L’Institut national de santé publique du Québec ne recommande plus dans son avis publié mardi de rendre obligatoire le port du casque de vélo.

Casque de vélo: l’avis de la santé publique bien reçu par les urgentologues

L’avis de l’Institut national de santé publique du Québec (INSPQ), qui ne recommande plus de rendre obligatoire le port du casque de vélo, est bien reçu par l’Association des médecins d’urgence du Québec (AMUQ), qui mettra maintenant «toutes ses énergies» sur la promotion de cet équipement.

«L’AMUQ se base sur des données probantes, et on s’ajuste selon les données probantes. L’avis est pertinent et bien documenté. Il démontre que la promotion active du port du casque de vélo a un effet et qu’on n’obtiendrait pas tellement plus en légiférant, d’autant qu’une loi serait difficile à appliquer.[…] Comme association, on va donc arrêter de dépenser de l’énergie» à plaider pour le port obligatoire du casque de vélo, a réagi en entrevue au Soleil mercredi le président de l’Association, le Dr Bernard Mathieu.

Se basant sur une imposante revue de la littérature, qui incite à appliquer le «principe de précaution», l’INSPQ ne recommande plus dans son avis publié mardi de rendre obligatoire le port du casque de vélo. L’organisme juge cependant essentiel d’intensifier les efforts de promotion, qui ont fait leurs preuves, et de développer des infrastructures sécuritaires pour les cyclistes partout au Québec.

Le Dr Bernard Mathieu se réjouit de constater que les cyclistes québécois sont toujours plus nombreux à porter le casque, alors que 53 % d’entre eux le portaient en 2014 (jusqu’à 70 % dans certaines régions), contre 25 % en 2000. Chez les jeunes de moins de 10 ans, cette proportion atteint 78 %, ce qui est proche du maximum atteignable avec une loi (80 %).  

«Dans les régions où on a atteint 70 %, on n’avait pas de loi. C’est encourageant de voir que la population est capable de changer ses comportements sans qu’on ait besoin de légiférer», dit le président de l’AMUQ, qui plaide pour que la promotion du port du casque de vélo soit faite «de façon très active» partout, dans toutes les régions et dans tous les milieux. 

L’exemple de Sherbrooke

Pour Simon Poulin, fondateur du Défi Tête la première, qui a pour objectif de sensibiliser les citoyens au port du casque de vélo et aux conséquences des traumatismes crâniens, «le port du casque doit devenir une norme, peu importe le moyen». «Le gouvernement doit être prêt à décaisser pour faire de la sensibilisation et procurer des casques à ceux qui n’ont pas les moyens de s’en procurer. À Sherbrooke, il y a un règlement sur le port obligatoire du casque de vélo, mais ce qui fait que les cyclistes portent le casque, c’est surtout grâce à la mobilisation du milieu et à l’effort concerté de tous les intervenants», note Simon Poulin. 

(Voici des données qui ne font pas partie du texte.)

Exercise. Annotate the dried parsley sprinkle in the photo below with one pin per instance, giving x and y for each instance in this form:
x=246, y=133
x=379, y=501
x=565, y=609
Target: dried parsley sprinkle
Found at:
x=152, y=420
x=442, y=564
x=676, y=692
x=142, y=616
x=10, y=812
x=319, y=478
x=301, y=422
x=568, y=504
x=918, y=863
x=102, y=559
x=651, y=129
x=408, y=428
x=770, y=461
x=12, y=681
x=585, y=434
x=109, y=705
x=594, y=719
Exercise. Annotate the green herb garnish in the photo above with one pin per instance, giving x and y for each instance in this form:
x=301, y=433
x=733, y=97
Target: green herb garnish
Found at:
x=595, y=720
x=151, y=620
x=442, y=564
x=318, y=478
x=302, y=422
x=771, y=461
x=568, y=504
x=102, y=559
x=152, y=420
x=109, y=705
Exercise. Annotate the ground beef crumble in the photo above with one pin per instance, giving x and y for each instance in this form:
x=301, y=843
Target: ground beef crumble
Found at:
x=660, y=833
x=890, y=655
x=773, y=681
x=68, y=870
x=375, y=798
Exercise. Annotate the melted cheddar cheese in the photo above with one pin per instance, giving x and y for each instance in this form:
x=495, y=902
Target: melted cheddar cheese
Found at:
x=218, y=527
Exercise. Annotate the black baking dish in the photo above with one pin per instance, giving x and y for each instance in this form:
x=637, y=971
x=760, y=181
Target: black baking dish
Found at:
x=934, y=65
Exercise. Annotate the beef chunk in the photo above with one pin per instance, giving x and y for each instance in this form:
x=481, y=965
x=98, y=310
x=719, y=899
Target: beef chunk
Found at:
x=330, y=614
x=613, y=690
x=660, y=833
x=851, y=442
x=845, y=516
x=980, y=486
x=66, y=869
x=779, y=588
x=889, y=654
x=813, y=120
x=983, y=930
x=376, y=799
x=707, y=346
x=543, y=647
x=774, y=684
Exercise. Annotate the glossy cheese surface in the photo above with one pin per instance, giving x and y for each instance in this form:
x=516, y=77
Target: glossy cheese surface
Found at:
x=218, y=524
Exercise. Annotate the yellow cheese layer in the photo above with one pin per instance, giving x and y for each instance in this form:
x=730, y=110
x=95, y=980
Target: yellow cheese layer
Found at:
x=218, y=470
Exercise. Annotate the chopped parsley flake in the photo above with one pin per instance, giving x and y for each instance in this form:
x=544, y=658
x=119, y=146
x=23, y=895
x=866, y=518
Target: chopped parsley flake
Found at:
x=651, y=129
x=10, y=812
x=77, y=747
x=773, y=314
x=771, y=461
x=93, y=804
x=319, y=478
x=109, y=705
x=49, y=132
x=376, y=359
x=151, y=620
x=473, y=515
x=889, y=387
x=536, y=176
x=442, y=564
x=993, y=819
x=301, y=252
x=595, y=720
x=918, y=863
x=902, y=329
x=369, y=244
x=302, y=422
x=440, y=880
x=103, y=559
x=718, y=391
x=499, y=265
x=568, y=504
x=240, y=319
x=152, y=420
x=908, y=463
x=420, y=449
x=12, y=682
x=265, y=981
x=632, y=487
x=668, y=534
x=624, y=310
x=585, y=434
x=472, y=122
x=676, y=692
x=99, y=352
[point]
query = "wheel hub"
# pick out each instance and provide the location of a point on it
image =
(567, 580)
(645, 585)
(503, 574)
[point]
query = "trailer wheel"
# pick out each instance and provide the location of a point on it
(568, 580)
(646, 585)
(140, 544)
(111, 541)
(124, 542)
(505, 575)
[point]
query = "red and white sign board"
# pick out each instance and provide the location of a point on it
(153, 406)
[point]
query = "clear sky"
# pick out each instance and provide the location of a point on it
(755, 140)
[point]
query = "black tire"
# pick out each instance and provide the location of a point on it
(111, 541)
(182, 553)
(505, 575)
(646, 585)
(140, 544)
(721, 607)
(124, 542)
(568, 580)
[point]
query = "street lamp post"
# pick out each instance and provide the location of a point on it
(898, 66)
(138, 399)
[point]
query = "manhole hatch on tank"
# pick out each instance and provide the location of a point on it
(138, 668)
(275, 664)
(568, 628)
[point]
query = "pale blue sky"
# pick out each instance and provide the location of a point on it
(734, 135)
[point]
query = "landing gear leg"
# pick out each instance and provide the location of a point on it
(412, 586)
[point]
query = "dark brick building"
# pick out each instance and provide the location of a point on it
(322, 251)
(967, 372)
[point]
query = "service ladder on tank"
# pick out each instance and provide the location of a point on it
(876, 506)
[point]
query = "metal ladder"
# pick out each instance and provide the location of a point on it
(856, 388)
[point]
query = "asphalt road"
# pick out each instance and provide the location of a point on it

Chez Vélo Québec, on se réjouit de la position adoptée par l’INSPQ. «Il a fait une étude très sérieuse qui a pris deux ans à produire […]. Il conclut que oui, le casque de vélo est une protection valable, qu’il diminue les risques de traumatismes et de décès, mais qu’une loi, ce serait contre-productif et que ça pourrait avoir l’effet pervers de diminuer la pratique du vélo. Ça fait 25 ans qu’on se querelle avec la santé publique sur une loi, et on est bien content de cette volte-face», a commenté la présidente-directrice générale de Vélo Québec, Suzanne Lareau. 

Mme Lareau partage entièrement la position de l’INSPQ selon laquelle il faut mettre l’accent sur le développement d’infrastructures sécuritaires. «Non seulement ça augmente le nombre de gens qui circulent à vélo, mais ça permet en plus de diminuer les accidents.»